Some ingenious hackers have even managed to hack the connection point itself, thus managing to open a pop-up window during the connection process to propose an upgrade of popular software. When the user clicks on the window, a malware is installed.
As mobile Wi-Fi connectivity becomes more common, it is expected that Internet security issues and the risks associated with public Wi-Fi networks will increase.
This does not mean that you should avoid any free wifi connection and stay nailed to your desk. The vast majority of pirates simply attack easy prey. Therefore, it is usually only necessary to take a few precautions to keep your information safe.
Here are some useful tips from the Kaspersky Lab team of Internet security experts :
Use a virtual private network (VPN)
A VPN (virtual private network) connection is essential when you access your corporate network via an unsecured connection, such as a Wi-Fi access point.
Even if a hacker succeeds in getting in the middle of your connection, the data there will be heavily encrypted.
Since most hackers prefer easy prey, they will not embarrass themselves with stolen information requiring a tedious decryption process.
Use SSL connections
If you are unlikely to have a VPN connection while surfing the Internet in general, there is nothing to prevent you from adding a level of encryption to your communications.
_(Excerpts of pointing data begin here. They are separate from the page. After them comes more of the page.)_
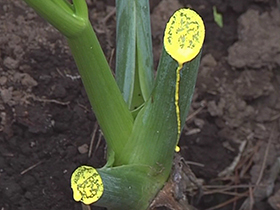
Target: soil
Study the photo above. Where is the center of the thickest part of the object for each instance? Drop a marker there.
(231, 137)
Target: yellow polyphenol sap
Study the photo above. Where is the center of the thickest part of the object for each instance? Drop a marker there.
(86, 184)
(183, 39)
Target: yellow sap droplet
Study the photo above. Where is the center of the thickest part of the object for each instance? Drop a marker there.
(86, 184)
(183, 39)
(184, 35)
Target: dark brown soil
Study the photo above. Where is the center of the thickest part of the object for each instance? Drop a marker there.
(47, 123)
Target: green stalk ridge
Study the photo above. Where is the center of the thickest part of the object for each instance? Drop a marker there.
(106, 100)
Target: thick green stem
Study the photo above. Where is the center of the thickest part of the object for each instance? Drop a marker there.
(105, 97)
(107, 102)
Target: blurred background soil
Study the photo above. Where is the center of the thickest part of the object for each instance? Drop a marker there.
(231, 138)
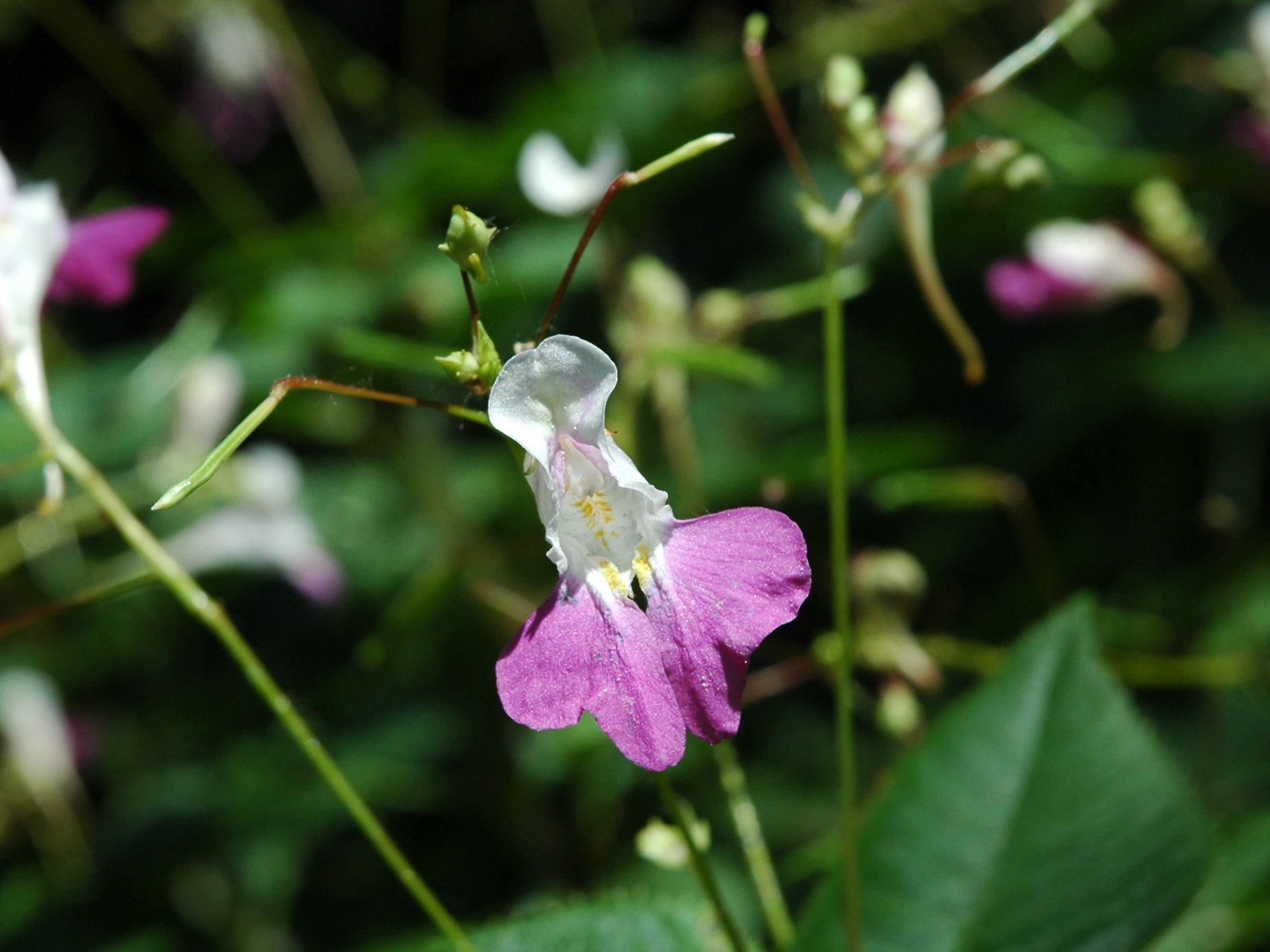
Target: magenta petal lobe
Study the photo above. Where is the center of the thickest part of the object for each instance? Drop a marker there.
(579, 653)
(100, 259)
(723, 583)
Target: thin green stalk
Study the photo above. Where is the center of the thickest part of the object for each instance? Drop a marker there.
(226, 449)
(700, 868)
(836, 442)
(1062, 27)
(175, 135)
(757, 856)
(210, 612)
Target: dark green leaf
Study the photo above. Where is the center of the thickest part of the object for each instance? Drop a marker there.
(1039, 817)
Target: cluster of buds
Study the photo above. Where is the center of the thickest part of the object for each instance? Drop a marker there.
(467, 240)
(855, 120)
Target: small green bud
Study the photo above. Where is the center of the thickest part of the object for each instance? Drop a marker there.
(1005, 163)
(1170, 223)
(489, 365)
(756, 28)
(663, 844)
(888, 574)
(467, 242)
(900, 712)
(843, 83)
(834, 226)
(1027, 170)
(461, 366)
(722, 311)
(478, 368)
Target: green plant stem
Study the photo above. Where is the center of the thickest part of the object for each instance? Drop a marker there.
(757, 856)
(118, 71)
(280, 390)
(705, 876)
(208, 612)
(838, 489)
(1135, 668)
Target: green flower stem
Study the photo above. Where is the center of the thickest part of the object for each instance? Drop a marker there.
(689, 150)
(757, 856)
(912, 200)
(280, 390)
(471, 306)
(208, 611)
(838, 489)
(96, 593)
(1060, 30)
(118, 71)
(13, 467)
(700, 868)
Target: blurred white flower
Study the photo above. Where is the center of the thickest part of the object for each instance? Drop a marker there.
(1095, 256)
(554, 182)
(234, 49)
(33, 235)
(208, 401)
(36, 735)
(1259, 38)
(268, 528)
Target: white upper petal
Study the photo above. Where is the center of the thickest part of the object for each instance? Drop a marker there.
(32, 239)
(601, 516)
(559, 387)
(555, 183)
(8, 187)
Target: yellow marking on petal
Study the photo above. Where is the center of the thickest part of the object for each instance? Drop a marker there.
(643, 569)
(597, 512)
(615, 580)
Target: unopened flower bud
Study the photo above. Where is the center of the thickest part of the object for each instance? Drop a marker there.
(476, 370)
(467, 242)
(461, 366)
(913, 120)
(1170, 223)
(489, 365)
(843, 83)
(1002, 163)
(900, 712)
(720, 311)
(665, 846)
(888, 574)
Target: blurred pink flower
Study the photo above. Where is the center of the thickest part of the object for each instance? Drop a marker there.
(714, 587)
(98, 262)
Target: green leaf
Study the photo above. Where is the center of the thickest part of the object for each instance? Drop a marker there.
(612, 925)
(1229, 913)
(726, 361)
(1039, 817)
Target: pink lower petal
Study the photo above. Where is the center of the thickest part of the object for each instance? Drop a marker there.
(577, 654)
(100, 254)
(726, 580)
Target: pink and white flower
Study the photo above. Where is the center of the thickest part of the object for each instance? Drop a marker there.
(714, 587)
(33, 234)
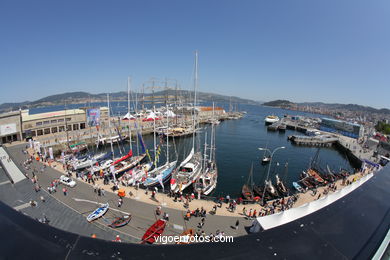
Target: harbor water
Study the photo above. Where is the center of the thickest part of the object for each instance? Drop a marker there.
(237, 143)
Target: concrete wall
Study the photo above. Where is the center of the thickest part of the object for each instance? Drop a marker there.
(10, 127)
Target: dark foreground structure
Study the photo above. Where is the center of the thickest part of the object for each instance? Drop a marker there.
(350, 228)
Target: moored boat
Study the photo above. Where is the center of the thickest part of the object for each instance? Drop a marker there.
(271, 119)
(154, 231)
(120, 221)
(97, 213)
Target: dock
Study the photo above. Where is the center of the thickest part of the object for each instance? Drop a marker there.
(321, 140)
(10, 167)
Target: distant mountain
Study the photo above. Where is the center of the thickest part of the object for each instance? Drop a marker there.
(279, 103)
(350, 107)
(84, 97)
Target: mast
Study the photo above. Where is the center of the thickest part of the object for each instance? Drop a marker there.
(128, 109)
(66, 128)
(205, 151)
(154, 137)
(109, 124)
(195, 87)
(167, 135)
(212, 136)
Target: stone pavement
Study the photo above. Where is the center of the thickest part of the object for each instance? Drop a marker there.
(83, 199)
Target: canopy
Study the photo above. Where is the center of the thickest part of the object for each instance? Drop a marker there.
(128, 116)
(124, 157)
(169, 113)
(121, 193)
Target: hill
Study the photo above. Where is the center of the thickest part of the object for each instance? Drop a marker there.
(85, 97)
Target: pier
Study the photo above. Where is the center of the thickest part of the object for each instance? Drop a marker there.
(321, 140)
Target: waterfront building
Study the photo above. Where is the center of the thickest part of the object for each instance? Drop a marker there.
(10, 127)
(342, 127)
(57, 121)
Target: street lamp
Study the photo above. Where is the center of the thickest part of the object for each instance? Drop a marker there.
(270, 164)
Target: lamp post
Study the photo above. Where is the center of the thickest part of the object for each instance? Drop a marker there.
(270, 164)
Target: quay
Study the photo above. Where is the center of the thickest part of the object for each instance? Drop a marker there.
(138, 203)
(322, 140)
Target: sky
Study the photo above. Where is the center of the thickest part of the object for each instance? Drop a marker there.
(331, 51)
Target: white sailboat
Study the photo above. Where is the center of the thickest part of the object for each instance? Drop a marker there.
(207, 181)
(159, 175)
(190, 169)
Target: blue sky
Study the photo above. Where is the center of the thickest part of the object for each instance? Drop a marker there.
(303, 50)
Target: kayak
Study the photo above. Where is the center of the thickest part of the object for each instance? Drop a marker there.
(154, 231)
(120, 221)
(97, 213)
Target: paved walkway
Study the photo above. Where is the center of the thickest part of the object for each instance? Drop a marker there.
(83, 200)
(10, 167)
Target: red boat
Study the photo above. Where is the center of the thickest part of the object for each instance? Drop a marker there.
(154, 231)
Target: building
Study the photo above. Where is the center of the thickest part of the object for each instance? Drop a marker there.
(342, 127)
(10, 127)
(57, 121)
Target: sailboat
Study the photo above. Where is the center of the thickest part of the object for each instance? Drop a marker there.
(160, 175)
(247, 188)
(208, 178)
(190, 169)
(280, 186)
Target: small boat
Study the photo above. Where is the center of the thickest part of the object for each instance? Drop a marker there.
(271, 119)
(97, 213)
(185, 236)
(283, 190)
(282, 127)
(266, 159)
(298, 187)
(120, 221)
(154, 231)
(247, 188)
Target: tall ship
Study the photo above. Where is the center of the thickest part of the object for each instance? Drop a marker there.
(207, 181)
(190, 169)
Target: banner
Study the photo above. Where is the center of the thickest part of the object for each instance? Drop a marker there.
(93, 117)
(8, 129)
(51, 153)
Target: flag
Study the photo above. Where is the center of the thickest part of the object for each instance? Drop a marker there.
(159, 177)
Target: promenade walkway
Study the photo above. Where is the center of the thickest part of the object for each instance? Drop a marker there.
(9, 166)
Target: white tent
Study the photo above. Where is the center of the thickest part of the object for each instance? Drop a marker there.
(128, 116)
(151, 115)
(169, 113)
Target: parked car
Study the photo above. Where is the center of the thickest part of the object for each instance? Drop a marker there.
(67, 181)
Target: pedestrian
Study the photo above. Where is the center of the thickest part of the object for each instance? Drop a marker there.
(237, 223)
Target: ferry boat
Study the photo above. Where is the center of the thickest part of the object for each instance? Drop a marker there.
(271, 119)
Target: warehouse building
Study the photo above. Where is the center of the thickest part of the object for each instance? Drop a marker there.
(58, 121)
(10, 127)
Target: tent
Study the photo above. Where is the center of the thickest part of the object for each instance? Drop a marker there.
(128, 116)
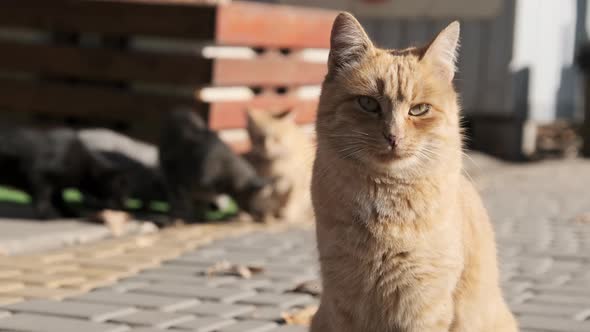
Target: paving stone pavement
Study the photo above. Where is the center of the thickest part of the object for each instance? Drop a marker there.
(248, 278)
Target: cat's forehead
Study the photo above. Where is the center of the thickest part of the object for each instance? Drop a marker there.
(391, 73)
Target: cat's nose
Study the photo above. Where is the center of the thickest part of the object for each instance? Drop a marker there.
(392, 139)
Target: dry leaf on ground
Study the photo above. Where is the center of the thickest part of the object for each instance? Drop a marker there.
(300, 316)
(114, 220)
(228, 269)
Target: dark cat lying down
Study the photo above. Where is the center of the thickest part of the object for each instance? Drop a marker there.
(136, 158)
(44, 162)
(197, 166)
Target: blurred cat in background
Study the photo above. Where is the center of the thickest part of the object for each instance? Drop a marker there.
(283, 152)
(198, 166)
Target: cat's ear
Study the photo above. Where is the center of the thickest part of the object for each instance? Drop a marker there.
(252, 119)
(443, 50)
(348, 43)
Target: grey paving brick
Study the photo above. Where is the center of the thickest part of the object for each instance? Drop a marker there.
(92, 311)
(148, 301)
(226, 295)
(219, 309)
(290, 328)
(535, 308)
(560, 298)
(273, 314)
(279, 286)
(249, 326)
(545, 323)
(278, 300)
(153, 319)
(205, 324)
(564, 289)
(163, 277)
(42, 323)
(127, 285)
(248, 283)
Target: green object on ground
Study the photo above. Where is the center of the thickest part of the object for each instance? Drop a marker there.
(72, 195)
(14, 196)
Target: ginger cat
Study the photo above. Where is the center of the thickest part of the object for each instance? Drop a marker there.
(405, 243)
(282, 152)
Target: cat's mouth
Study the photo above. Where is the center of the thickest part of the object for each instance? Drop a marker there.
(392, 155)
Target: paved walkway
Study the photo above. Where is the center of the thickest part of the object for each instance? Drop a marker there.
(245, 278)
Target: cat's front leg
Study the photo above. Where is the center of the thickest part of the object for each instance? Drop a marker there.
(434, 315)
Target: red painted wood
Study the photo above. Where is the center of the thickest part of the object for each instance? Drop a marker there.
(272, 70)
(256, 24)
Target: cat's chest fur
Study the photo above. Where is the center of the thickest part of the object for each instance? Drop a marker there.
(389, 236)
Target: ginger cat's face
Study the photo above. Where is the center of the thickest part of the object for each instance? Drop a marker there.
(389, 108)
(271, 133)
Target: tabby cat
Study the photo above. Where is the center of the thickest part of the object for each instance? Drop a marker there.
(405, 243)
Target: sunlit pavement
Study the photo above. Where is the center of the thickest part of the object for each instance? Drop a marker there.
(252, 278)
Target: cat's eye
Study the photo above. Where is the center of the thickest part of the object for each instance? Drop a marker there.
(368, 104)
(420, 109)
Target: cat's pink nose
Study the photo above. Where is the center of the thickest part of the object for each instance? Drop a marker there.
(393, 140)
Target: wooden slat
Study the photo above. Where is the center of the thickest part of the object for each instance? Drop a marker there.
(81, 100)
(229, 115)
(233, 23)
(256, 24)
(268, 71)
(105, 64)
(169, 19)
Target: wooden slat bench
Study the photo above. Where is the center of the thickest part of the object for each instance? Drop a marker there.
(122, 63)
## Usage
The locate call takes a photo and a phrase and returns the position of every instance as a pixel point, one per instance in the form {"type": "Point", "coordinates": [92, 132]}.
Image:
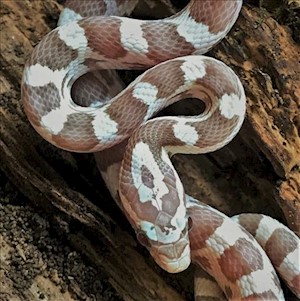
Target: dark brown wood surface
{"type": "Point", "coordinates": [257, 172]}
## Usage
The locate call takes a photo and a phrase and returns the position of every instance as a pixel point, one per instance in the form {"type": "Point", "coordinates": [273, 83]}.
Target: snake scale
{"type": "Point", "coordinates": [66, 104]}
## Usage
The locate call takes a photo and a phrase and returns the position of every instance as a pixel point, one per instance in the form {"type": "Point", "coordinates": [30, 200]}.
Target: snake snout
{"type": "Point", "coordinates": [174, 257]}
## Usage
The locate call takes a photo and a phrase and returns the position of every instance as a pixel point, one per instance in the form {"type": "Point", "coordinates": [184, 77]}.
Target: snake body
{"type": "Point", "coordinates": [67, 107]}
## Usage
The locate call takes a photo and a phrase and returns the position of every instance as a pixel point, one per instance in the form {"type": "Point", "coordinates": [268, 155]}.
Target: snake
{"type": "Point", "coordinates": [74, 99]}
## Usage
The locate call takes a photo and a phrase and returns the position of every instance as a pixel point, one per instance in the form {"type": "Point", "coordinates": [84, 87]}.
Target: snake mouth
{"type": "Point", "coordinates": [174, 257]}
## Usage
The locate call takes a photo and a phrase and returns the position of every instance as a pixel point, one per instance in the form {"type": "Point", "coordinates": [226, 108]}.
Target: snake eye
{"type": "Point", "coordinates": [143, 239]}
{"type": "Point", "coordinates": [190, 223]}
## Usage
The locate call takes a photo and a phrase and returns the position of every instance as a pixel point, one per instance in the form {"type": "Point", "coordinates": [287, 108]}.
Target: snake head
{"type": "Point", "coordinates": [164, 235]}
{"type": "Point", "coordinates": [174, 256]}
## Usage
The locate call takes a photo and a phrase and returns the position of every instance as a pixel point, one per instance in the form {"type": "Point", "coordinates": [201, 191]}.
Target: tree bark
{"type": "Point", "coordinates": [257, 172]}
Activate the "always use HTTPS" option on websites that you visit frequently or that invite you to enter identification data.
Remember that hackers know very well that users use the same login and password for forums, their bank or their corporate network.
Sending these identification data without encryption risks opening a gap in which an ingenious hacker will rush into.
Most websites that require the opening of an account or the input of identification data offer the option "HTTPS" in their settings.
When you connect to the Internet in a public place, it is unlikely that you want to share anything. In this case, you can disable the sharing option in the System Preferences or control panel, depending on your operating system, or let Windows disable it for you by selecting the "Public" option the first time you connect to a new unsecured network.
Leave the wifi feature disabled when you don't need it
Even if you are not actively connected to a network, the Wi-Fi equipment on your computer continues to transmit data over the network (s) located at a certain distance.
Security measures have been put in place to ensure that this minimal mode of communication does not compromise the security of your data.
However, all wireless routers are far from identical and hackers can sometimes be resourceful.
If you are using your computer only to work on a Word or Excel document, leave the wifi feature disabled. What's more, your battery life will be longer.